Le petit squonk s’arrêta de trottiner. Il se tourna vers elle.

Non. Alicantos, pas Midas.

De sa petite patte, il désigna la grande avenue qui s’ouvrait devant eux.

Alicantos aiment choses qui brillent. Grands chevaux brillent. Grandes bêtes, grandes pattes, brillantes comme le soleil.

Blanche hocha la tête.

– Ah ! Alors c’est bon signe !

La nivée acquiesça. Après quelques minutes de marche, une station de métro fut en vue. Deux grandes arches de béton ciré luisaient doucement sous le soleil, surplombées d’un M gigantesque. Blanche faillit bêtement dire « C’est là ? » à haute voix ; mais au même instant, elle remarqua les gardes.

Ils étaient presque indétectables, rencognés dans les ombres. Deux à l’extérieur du bâtiment, deux sous les arches ; et peut-être d’autres encore. La jeune fille plissa les yeux, tenta de prendre la mesure de toute la scène. Une étrange lueur émanait de l’intérieur. Des dizaines d’alicantos se tenaient perchés sur le bâtiment et des dizaines d’autres entraient et sortaient de la station, filant comme des éclairs dorés sous les voûtes. Les soldats n’y prenaient pas garde. Après tout, ce n’étaient que des oiseaux.

Blanche, elle aussi, allait entrer sous la forme d’un éclair doré.
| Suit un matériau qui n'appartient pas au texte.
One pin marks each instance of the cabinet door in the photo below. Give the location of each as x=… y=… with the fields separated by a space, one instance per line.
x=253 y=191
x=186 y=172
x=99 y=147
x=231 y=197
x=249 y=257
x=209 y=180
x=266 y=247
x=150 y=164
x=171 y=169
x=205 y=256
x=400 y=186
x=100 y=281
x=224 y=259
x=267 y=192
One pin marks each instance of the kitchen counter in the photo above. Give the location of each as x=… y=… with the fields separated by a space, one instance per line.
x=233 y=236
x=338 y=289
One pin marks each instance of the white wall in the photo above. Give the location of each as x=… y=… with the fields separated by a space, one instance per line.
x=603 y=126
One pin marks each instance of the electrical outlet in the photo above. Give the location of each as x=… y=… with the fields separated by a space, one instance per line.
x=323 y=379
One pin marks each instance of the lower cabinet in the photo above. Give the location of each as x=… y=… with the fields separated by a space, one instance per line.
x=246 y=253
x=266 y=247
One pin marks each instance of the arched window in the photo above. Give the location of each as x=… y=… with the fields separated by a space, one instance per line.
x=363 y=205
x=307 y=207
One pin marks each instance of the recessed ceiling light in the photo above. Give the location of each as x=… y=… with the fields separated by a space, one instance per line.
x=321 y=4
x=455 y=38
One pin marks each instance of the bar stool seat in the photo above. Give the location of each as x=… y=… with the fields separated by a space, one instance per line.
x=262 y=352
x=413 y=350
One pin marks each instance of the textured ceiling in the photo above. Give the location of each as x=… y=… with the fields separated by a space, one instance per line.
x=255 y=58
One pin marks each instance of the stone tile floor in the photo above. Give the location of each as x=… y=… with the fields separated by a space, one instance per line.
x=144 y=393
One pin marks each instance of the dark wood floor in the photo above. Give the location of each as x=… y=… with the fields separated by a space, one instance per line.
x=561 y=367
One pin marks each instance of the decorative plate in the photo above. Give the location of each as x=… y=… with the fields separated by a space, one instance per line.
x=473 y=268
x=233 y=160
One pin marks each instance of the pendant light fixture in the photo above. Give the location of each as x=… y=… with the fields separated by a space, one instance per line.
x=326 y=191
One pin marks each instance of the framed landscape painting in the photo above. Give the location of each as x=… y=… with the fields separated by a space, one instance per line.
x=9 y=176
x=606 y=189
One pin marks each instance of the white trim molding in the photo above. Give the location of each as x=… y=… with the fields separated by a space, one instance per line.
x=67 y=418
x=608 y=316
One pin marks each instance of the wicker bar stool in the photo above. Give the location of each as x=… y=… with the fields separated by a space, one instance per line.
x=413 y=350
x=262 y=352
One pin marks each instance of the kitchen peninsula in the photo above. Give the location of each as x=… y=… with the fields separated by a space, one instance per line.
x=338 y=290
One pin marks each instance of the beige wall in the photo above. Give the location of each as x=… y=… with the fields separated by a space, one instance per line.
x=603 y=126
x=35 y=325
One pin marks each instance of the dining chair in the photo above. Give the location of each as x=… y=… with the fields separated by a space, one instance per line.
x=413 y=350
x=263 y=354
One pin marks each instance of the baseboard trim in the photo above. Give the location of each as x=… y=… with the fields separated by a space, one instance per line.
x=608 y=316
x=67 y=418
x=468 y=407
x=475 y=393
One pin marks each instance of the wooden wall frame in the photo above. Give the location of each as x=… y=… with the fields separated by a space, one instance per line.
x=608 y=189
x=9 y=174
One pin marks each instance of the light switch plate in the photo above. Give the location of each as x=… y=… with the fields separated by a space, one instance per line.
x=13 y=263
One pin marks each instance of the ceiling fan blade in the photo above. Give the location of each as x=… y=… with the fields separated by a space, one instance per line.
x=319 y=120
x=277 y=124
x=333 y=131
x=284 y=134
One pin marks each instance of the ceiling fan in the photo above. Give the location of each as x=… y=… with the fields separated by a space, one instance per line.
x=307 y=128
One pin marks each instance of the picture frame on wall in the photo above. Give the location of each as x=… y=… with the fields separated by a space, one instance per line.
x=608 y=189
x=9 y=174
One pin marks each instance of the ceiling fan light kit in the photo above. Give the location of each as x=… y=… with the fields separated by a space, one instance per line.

– Reste ici, murmura-t-elle. Tu sais comment ça se présente, à l’intérieur ? Où sont les chevaux ? Est-ce qu'ils sont attachés ?

Le squonk fit signe qu’il ne savait pas.

Vu entrer, une fois. Grande bête soleil.

– Bon… en gros, c’est l’inconnu. (Elle lui tapota le dessus de la tête.) Cache-toi bien, ne te laisse pas voir par les oiseaux ! Je vais filer à l’intérieur.

La petite nivée attrapa le bas de son pantalon.

Blanche attention. Attention. Gardes méchants.

– Ne t’inquiète pas. Pour l’instant, je vais juste repérer les lieux. (Elle se déshabilla.) Ah oui, et si tu peux surveiller mes affaires...

Le squonk prit une expression ébahie lorsqu’elle jeta ses habits en tas sur le trottoir. Il pensait peut-être que tout cela faisait partie de son corps, comme une deuxième peau. Blanche abaissa son masque sur son visage, sentit le fourmillement familier prendre possession de son corps. L’électricité déferla dans ses veines, comme mille petits éclairs. Elle prit la forme d’une balle de lumière, puis fonça vers la bouche de métro.

Entrer fut d’une facilité risible. Les gardes ne lui prêtèrent pas la moindre attention ; elle était totalement invisible à leurs yeux. Une fois à l’intérieur, elle prit le temps d’observer les lieux.

Eh ben, on est loin du métro puant de Lyon…

Ces tunnels étaient une œuvre d’art à part entière. Des voûtes puissantes, couvertes de moulures sculptées, soutenaient les tonnes de terre et de bitume qui pesaient sur la station. Des encadrements de marbre rouge signalaient chaque bifurcation ; des bas-reliefs de marbre noir longeaient les parois. Le sol était couvert de dalles polies. En l’absence d’électricité, tout cela aurait dû être plongé dans les ténèbres, mais une lumière forte émanait d’un des tunnels, éclairant toute la station. Blanche suivit cet éclat inhabituel.

Elle survola deux escalators figés, descendit encore plus bas dans les profondeurs de la terre. Passa entre de nouveaux gardes, et d’autres encore. Plus elle avançait, moins ils se dissimulaient. Elle les compta au fur et à mesure. Il y en avait au moins dix au total, dont les derniers formaient un cordon à l’entrée d’un quai de métro. Le cœur du raijū, déjà ultrarapide en temps normal, se mit à battre plus vite encore. Les chevaux volés devaient se trouver là, sur ce quai que Blanche ne voyait pas encore. Une lumière éblouissante nimbait les soldats, comme si le soleil lui-même était emprisonné sous terre. Les hommes portaient d’ailleurs des lunettes sombres. Une forte odeur de brûlé commençait à saturer l’air.

Les chevaux ne peuvent pas monter les escaliers, encore moins les descendre… Comment Midas a fait pour les mettre là ?

Blanche se faufila adroitement entre les rangs des gardes, puis s’immobilisa, stupéfaite. Elle avait sa réponse…

Des escaliers ne représentaient certainement pas le moindre obstacle pour ces créatures.